Growth of Lithium Phosphate Polycrystals in the Flow

ABSTRACT: Comparison between pore-scale models and in-situ experimental observations became an indispensable strategy to study physics and chemistry behind crystal nucleation and growth, shaping materials for applications in nano-, micro-electronics, thermoelectric and energy storage devices. Here a reactive transport pore-scale model is used with explicit moving boundary based on Arbitrary Lagrangian-Eulerian (ALE) approach to understand chemical kinetics and reaction pathways during precipitation of polycrystalline lithium phosphate. This study demonstrates that the shape of precipitate solid particles can be controlled by the reaction pathway and by the ion transport regime rather than by the reaction kinetics. ALE approach allows to capture numerically evolution of solid material interface observed in the in-situ experiment. Most unique advantage of the ALE approach is ability to predict interface dynamics and overall system evolution governed by coupled processes using fundamental values without fitting parameters if they can be calculated ab initio or obtained from prior measurements. By comparing modeling and experiment an earlier proposed hypothesis that the reaction to form solid happens in separate steps is tested.

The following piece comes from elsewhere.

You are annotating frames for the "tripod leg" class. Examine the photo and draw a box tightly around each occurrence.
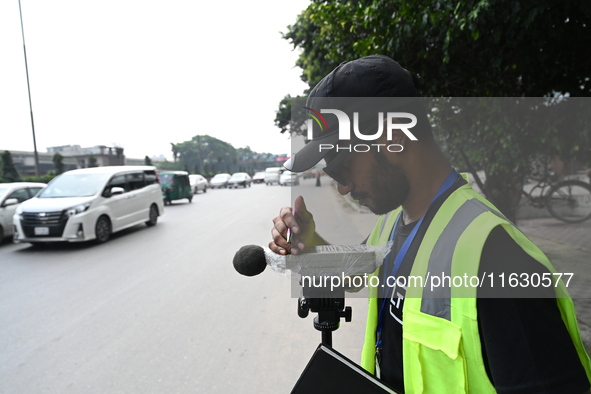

BIOGRAPHY: Vitalii Starchenko is a research scientist in the Geochemistry and Interfacial Sciences Group in the Chemical Sciences Division at Oak Ridge National Laboratory. Since completing his Ph.D. in Physics of Colloidal Systems in 2009 at the Institute of Biocolloid Chemistry, National Academy of Sciences in Kyiv, Ukraine, he occupied a postdoctoral position in Max Planck Institute for Polymer Research in Mainz, Germany from 2011 to 2013, and a postdoctoral position at the Department of Chemical Engineering, University of Florida in Gainesville, Florida from 2014 to 2016. His research is focused on phase transformations in heterogeneous systems, reaction kinetics and transport at fluid-solid interfaces, and coupling of molecular scale processes and chemistry in porous materials to macroscopic phenomena.